Une valeur d'actif net de 0,63 million d'euros à fin 2004, au terme de son premier exercice fiscal, puis respectivement 1,7 million à fin 2005, 3 millions à fin 2006 et 7,25 millions à fin 2007: voilà le principal argument qu'avancent Eric Bogaerts et Luc Van Weert, les patrons-propriétaires de la firme anversoise Antigoon Invest, pour attirer les investisseurs. Ils anticipent 10,2 millions pour 2008, puis 12,28 millions et 14,77 millions pour les deux exercices suivants.
Antigoon Invest, c'est cette société d'investissement immobilier, sorte de petite Sicafi, qui se fait un nom en exploitant un filon très original et, apparemment, tout aussi rentable: le rachat, la gestion et la valorisation de participations dans des sociétés patrimoniales («L'Echo» du 5 mars 2008). Elle opère également des investissements dans des immeubles de rapport situés en Flandre et présentant un potentiel de rendement élevé, soit en raison de leur localisation dans des quartiers en vue, soit par l'optimisation des travaux de transformation ou de rénovation.
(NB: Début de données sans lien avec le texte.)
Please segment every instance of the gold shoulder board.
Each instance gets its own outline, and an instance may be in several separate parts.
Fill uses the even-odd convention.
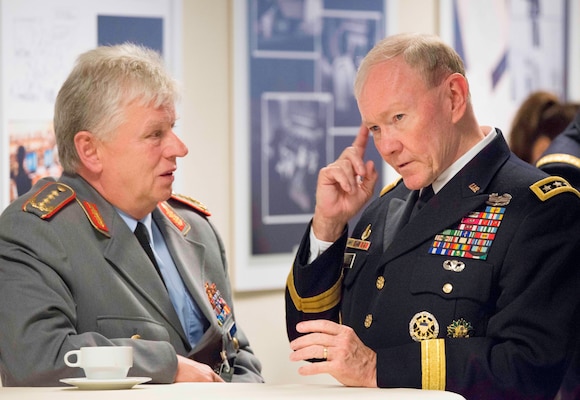
[[[402,177],[398,177],[395,181],[389,183],[387,186],[385,186],[382,190],[381,190],[381,196],[389,193],[391,190],[393,190],[401,181]]]
[[[544,179],[540,179],[536,183],[530,186],[532,192],[538,196],[538,199],[546,201],[551,197],[563,192],[572,192],[576,196],[580,197],[580,192],[572,187],[568,181],[559,176],[549,176]]]
[[[32,195],[22,210],[49,219],[76,198],[75,191],[59,182],[49,182]]]
[[[203,203],[201,203],[200,201],[197,201],[195,199],[192,199],[189,196],[184,196],[182,194],[174,193],[171,195],[171,198],[173,200],[180,202],[181,204],[185,204],[186,206],[189,206],[189,207],[201,212],[202,214],[207,215],[208,217],[211,215],[211,213],[209,212],[207,207],[203,205]]]

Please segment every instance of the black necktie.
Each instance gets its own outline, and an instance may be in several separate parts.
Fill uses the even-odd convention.
[[[153,250],[151,249],[151,244],[149,243],[149,233],[147,232],[147,228],[143,225],[142,222],[137,222],[137,227],[135,228],[135,236],[137,236],[137,240],[147,256],[153,263],[153,266],[157,270],[159,277],[163,281],[163,276],[161,275],[161,271],[159,270],[159,265],[157,264],[157,260],[155,260],[155,255],[153,254]]]
[[[419,198],[415,202],[415,206],[413,207],[413,211],[411,211],[411,217],[409,219],[412,219],[434,195],[435,192],[433,191],[433,186],[431,185],[421,189],[421,193],[419,194]]]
Ses revenus courants proviennent des loyers générés par le portefeuille immobilier, mais vu le caractère de négoce des immeubles, c'est surtout la valeur d'actif net qui sert à évaluer la performance économique de la société.
Lever 1,54 million
Pour donner un coup d'accélérateur au développement de leurs affaires, les dirigeants ont opté pour une introduction sur le Marché libre. L'offre publique initiale (IPO), dont le prospectus a été approuvé ce mardi par la Commission bancaire, financière et des assurances, vise à lever un maximum de 1,54 million d'euros de capitaux frais, correspondant à une tranche de 18,03% de son capital.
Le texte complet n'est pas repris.